18.06.2006 | aktual.: 18.06.2006 12:36
Według rzymskiej gazety przeważa opinia, że ogłoszenie nominacji jest kwestią dni. Jednak, jak zauważa watykanista Marco Politi, obecny watykański sekretarz stanu kardynał Angelo Sodano nie miałby nic przeciwko temu, aby iść na emeryturę w listopadzie, gdy ukończy 79 lat.
Politi zwraca uwagę na to, że w przeciwieństwie do swych poprzedników - zarówno kardynała Sodano, jak i Agostino Casarolego - arcybiskup Genui nie ma żadnego doświadczenia w dyplomacji, ale ten niedostatek rekompensują jego znakomite kontakty z biskupami z całego świata, nawiązane w czasach, gdy przez siedem lat, do 2002 roku, był sekretarzem Kongregacji Nauki Wiary.
"Arcybiskup Genui wydaje się być odpowiednią osobą do tego, by blisko współpracować z Benedyktem XVI nad projektem reformy Kurii, ale także nad bardziej ambitnym zadaniem próby nakreślenia roli papiestwa tak, by spotkała się ona z aprobatą kościołów prawosławnych, z którymi zbliżenia chce Ratzinger" - napisał włoski watykanista.
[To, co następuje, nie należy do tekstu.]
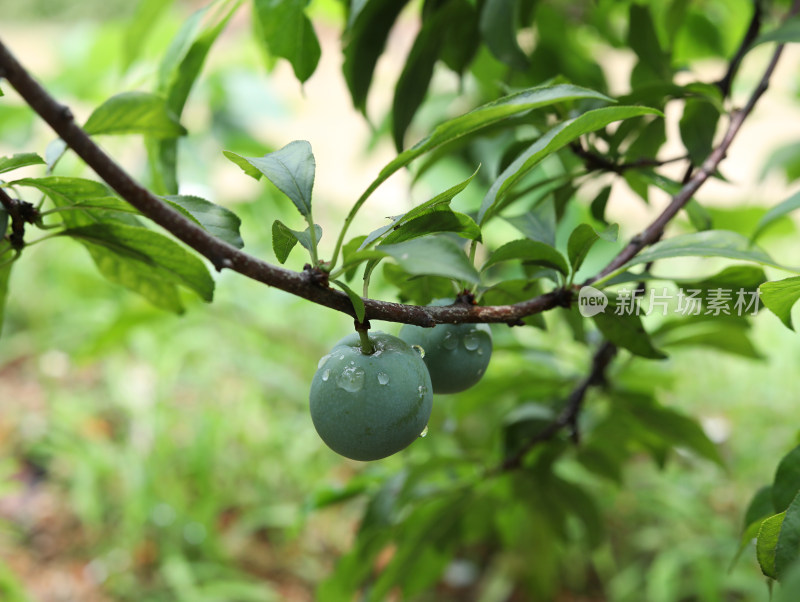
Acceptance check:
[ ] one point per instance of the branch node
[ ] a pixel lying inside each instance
(316, 276)
(66, 113)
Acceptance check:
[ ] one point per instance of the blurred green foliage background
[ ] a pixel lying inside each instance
(150, 457)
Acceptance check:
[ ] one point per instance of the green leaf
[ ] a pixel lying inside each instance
(523, 423)
(776, 212)
(498, 27)
(786, 484)
(598, 206)
(436, 220)
(581, 241)
(554, 140)
(529, 251)
(291, 169)
(135, 113)
(711, 243)
(760, 506)
(766, 542)
(367, 30)
(358, 302)
(284, 239)
(287, 32)
(219, 221)
(484, 116)
(786, 32)
(626, 330)
(177, 74)
(140, 26)
(539, 223)
(434, 256)
(672, 426)
(440, 202)
(418, 70)
(643, 40)
(787, 549)
(243, 163)
(5, 274)
(19, 160)
(139, 258)
(698, 126)
(779, 297)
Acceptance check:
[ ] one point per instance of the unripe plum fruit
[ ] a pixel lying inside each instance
(456, 354)
(367, 407)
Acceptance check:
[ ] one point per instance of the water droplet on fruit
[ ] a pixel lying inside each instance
(449, 341)
(351, 379)
(471, 340)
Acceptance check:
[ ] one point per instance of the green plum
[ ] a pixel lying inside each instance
(367, 407)
(456, 354)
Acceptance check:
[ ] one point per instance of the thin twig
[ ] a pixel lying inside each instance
(569, 413)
Przypomniał on jednocześnie, że kardynał Bertone słynie z wyjątkowo kwiecistego języka. To on porównał Benedykta XVI do legendy niemieckiej piłki nożnej Franza Beckenbauera i wyraził opinię, że były minister Roberto Calderoli za noszenie koszulki z karykaturą Mahometa powinien zostać wysłany na "roboty przymusowe". Równie zaskakująca była opinia wyrażona przez włoskiego purpurata, że "dla Sofii Loren można by zrobić wyjątek od zakazu klonowania ludzi".
"Może po powrocie do Watykanu powinien gryźć się w język. Albo nie" - konkluduje Marco Politi.